What it says in the papers: business pages
Published 04/03/2016 | 07:01
Here are the main business stories from this morning's papers:
* Thousands of families could end up sharing a bonanza of up to €190m after AIB wrongfully took their valuable trackers off them.
AIB has finally owned up to a massive tracker mortgage problem, after denying it for years.
It will have to restore at least 3,000 homeowners to good- value trackers and compensate them.
* A delay in floating AIB on the public markets to 2017 wouldn't be an issue, its chief executive Bernard Byrne has said.
However, he added that it would be preferable to go before the end of this year as planned.
As the bank announced it had almost doubled its pre-tax profits in 2015, Mr Byrne said AIB was ready to begin its return to private ownership this year, but the market currently is volatile.
* Borrowing costs for the State have fallen so low it would cost lenders to buy Irish bonds, as the markets continue to shrug off the impact of last week's inconclusive general election.
So called negative interest rates happen when investors have to pay so much for a bond that it is more than the combined face value of the debt plus the interest due on it.
The higher the price paid for the bonds, the lower the yields, or return.
The Irish Times
* AIB wrote off in excess of €600m of residential mortgage loans in Ireland over the course of last year according to results in the bank's annual results.
In 2015 the bank made a pre-tax profit of €1.9bn, which represented an increase of 72pc on its profits from 2014.
AIB chief executive, Bernard Byrne, said the bank is ready for an initial public offering based on suitable market conditions.
* Former Dragons' Den star, Sarah Newman, sold all of her assets to pay off creditors before she had been declared bankrupt.
It emerged on Thursday that Ms Newman was declared bankrupt by a UK court.
Ms Newman was due to be cross-examined as AIB Mortgage Bank looked to execute a €9m five-year-old judgement against her and he former partner, DJ Carey.
* Petroceltic, the troubled oil and gas explorer has opposed a £6.4m bid from Worldview Capital on the advice of Dublin-based Davy Stockbrokers.
The firm's board said that the bid undervalued the company if long-term funding was in place.
Worldview proposed the bid through its Cayman Islands-registered unit, Sunny Hill.
* AIB believes that it is in sufficient financial health to sell off the first part of it later this year as the bank believes market conditions will ease up.
Despite the bank's profits growing to €1.9bn last year, some analysts believe that the going to market this year would not be in the best interest of the State.

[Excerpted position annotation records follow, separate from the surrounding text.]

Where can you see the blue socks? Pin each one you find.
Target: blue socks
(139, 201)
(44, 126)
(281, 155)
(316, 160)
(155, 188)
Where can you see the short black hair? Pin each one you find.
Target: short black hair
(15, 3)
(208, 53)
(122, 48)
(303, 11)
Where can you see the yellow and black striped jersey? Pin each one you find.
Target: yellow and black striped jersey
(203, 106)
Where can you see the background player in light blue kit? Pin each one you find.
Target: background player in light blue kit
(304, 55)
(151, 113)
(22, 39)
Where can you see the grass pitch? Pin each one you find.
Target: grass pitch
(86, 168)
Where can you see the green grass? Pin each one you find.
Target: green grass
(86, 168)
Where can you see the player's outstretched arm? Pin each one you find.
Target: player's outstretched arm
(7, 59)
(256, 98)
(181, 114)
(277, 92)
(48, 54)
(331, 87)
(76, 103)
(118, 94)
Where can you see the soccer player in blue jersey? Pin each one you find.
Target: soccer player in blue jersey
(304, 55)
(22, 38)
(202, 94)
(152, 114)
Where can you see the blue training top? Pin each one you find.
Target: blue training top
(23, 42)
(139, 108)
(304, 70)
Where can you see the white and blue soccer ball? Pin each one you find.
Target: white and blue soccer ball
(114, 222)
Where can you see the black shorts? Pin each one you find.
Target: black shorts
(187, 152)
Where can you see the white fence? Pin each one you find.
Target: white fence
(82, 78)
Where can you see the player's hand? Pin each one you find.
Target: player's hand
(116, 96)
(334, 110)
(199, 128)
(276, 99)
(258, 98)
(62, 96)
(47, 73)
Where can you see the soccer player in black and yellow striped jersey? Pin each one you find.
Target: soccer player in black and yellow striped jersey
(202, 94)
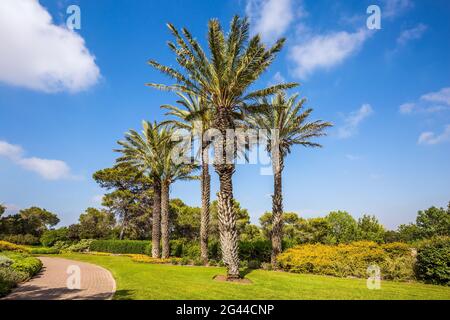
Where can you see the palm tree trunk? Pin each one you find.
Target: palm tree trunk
(277, 211)
(165, 190)
(226, 213)
(206, 194)
(156, 223)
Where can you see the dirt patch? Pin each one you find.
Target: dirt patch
(223, 278)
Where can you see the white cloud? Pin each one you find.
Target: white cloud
(407, 108)
(47, 169)
(97, 199)
(352, 157)
(353, 120)
(430, 138)
(411, 34)
(39, 55)
(325, 51)
(442, 96)
(429, 103)
(277, 79)
(270, 18)
(393, 8)
(10, 151)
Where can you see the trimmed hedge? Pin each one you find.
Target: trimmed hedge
(433, 261)
(395, 260)
(121, 246)
(16, 267)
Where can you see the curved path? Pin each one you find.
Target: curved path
(97, 283)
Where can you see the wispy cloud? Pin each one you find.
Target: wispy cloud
(431, 138)
(325, 51)
(39, 55)
(46, 168)
(353, 120)
(411, 34)
(432, 102)
(270, 18)
(352, 157)
(393, 8)
(441, 96)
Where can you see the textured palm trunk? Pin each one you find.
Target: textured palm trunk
(204, 219)
(156, 223)
(277, 211)
(165, 190)
(122, 229)
(226, 214)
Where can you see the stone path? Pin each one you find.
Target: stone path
(97, 283)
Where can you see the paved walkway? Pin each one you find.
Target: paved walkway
(51, 283)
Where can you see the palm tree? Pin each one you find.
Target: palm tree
(144, 152)
(195, 117)
(284, 123)
(222, 81)
(171, 172)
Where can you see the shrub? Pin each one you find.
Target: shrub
(44, 251)
(433, 261)
(81, 246)
(5, 262)
(8, 246)
(28, 265)
(254, 264)
(16, 267)
(350, 260)
(147, 259)
(24, 239)
(212, 263)
(266, 266)
(9, 278)
(255, 250)
(184, 261)
(50, 237)
(191, 250)
(121, 246)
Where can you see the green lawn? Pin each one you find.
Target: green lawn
(151, 281)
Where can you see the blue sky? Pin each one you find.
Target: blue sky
(67, 97)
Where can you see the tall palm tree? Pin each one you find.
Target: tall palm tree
(144, 152)
(171, 172)
(195, 117)
(222, 81)
(285, 123)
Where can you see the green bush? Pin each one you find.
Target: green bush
(24, 239)
(395, 260)
(16, 267)
(28, 265)
(81, 246)
(433, 261)
(50, 237)
(9, 279)
(121, 246)
(5, 262)
(44, 250)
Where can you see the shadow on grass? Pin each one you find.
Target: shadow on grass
(124, 295)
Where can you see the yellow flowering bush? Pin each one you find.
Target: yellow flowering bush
(8, 246)
(350, 260)
(147, 259)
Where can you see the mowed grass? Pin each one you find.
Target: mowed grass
(151, 281)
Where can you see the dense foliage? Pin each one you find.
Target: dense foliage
(395, 260)
(121, 246)
(16, 267)
(433, 261)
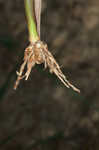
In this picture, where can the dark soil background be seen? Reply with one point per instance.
(42, 114)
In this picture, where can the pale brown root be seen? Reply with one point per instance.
(38, 53)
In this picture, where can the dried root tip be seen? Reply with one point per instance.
(38, 53)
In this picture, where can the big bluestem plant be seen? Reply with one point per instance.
(37, 52)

Analysts believe the value of shares in the bank could be hit by the turmoil facing European bank shares since the beginning of 2016.

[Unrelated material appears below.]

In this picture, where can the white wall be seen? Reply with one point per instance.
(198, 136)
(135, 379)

* CRH is looking at securing hundreds of deals adding that it is also expecting further large-scale assets to go on sale.

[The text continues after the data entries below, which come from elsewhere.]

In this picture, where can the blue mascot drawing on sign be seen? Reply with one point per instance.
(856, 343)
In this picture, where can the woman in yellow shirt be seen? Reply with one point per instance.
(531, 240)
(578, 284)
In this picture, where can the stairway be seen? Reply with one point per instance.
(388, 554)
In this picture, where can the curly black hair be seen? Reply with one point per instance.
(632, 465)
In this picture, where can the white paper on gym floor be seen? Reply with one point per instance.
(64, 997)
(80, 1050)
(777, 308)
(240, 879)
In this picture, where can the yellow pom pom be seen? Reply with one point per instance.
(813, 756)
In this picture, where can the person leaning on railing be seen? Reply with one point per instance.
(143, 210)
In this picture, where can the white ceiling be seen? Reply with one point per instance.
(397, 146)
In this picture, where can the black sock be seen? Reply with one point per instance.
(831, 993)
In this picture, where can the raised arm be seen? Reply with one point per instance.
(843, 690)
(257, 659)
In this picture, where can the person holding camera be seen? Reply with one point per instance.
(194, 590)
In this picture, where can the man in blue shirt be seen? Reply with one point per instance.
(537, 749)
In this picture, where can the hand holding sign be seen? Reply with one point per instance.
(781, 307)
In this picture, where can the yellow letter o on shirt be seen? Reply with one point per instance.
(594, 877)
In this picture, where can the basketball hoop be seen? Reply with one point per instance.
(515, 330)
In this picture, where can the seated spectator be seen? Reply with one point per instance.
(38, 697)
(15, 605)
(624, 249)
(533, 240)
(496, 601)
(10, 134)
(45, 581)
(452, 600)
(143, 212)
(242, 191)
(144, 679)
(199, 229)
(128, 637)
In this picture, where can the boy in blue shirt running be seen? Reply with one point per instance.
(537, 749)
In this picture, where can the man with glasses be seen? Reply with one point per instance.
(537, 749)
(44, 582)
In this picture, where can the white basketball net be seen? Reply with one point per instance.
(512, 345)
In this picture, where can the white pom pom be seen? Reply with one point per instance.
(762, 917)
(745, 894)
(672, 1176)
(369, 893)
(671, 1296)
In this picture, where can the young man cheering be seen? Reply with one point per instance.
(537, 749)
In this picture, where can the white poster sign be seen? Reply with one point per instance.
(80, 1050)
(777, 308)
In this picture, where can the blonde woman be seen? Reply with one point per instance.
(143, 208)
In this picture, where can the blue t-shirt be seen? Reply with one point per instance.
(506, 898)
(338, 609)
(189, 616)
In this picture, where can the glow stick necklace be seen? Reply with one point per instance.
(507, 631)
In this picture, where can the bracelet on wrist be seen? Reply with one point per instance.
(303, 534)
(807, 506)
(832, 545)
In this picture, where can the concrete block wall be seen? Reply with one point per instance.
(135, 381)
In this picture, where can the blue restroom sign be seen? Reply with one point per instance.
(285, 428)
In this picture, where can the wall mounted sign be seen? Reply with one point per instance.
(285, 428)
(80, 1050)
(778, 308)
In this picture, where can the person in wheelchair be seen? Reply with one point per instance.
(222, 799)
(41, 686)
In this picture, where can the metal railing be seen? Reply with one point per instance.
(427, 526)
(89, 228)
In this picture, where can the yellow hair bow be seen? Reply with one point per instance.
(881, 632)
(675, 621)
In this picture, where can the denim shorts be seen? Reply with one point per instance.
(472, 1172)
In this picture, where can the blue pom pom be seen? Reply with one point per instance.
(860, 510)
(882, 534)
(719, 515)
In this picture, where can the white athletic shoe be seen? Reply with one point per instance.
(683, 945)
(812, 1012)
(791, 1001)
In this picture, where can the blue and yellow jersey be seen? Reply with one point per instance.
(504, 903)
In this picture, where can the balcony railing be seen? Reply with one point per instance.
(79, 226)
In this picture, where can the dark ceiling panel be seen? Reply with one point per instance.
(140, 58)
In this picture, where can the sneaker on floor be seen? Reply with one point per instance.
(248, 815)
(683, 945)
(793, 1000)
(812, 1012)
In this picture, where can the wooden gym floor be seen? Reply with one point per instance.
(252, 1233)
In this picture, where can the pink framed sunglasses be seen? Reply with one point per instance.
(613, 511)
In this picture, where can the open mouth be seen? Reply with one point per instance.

While CRH is not likely to match the €8bn it spent last year, it is still likely to continue spending into this year.
Last year, CRH spent €160m on 20 bolt-on acquisitions and according to a report in the Irish Examiner, the firm will look to continue its acquistiions.
* Profits at the Communications Clinic, the PR firm headed up by Terry Prone and her son Anton Savage, increased by over €100,000 last year.
Accumulated profits at the firm jumped by 17.5pc to €682,105 in the 12-month period to the end of last March.
KPMG, AIB, Bank of Ireland, and Dublin City University are amongst the firm's clients.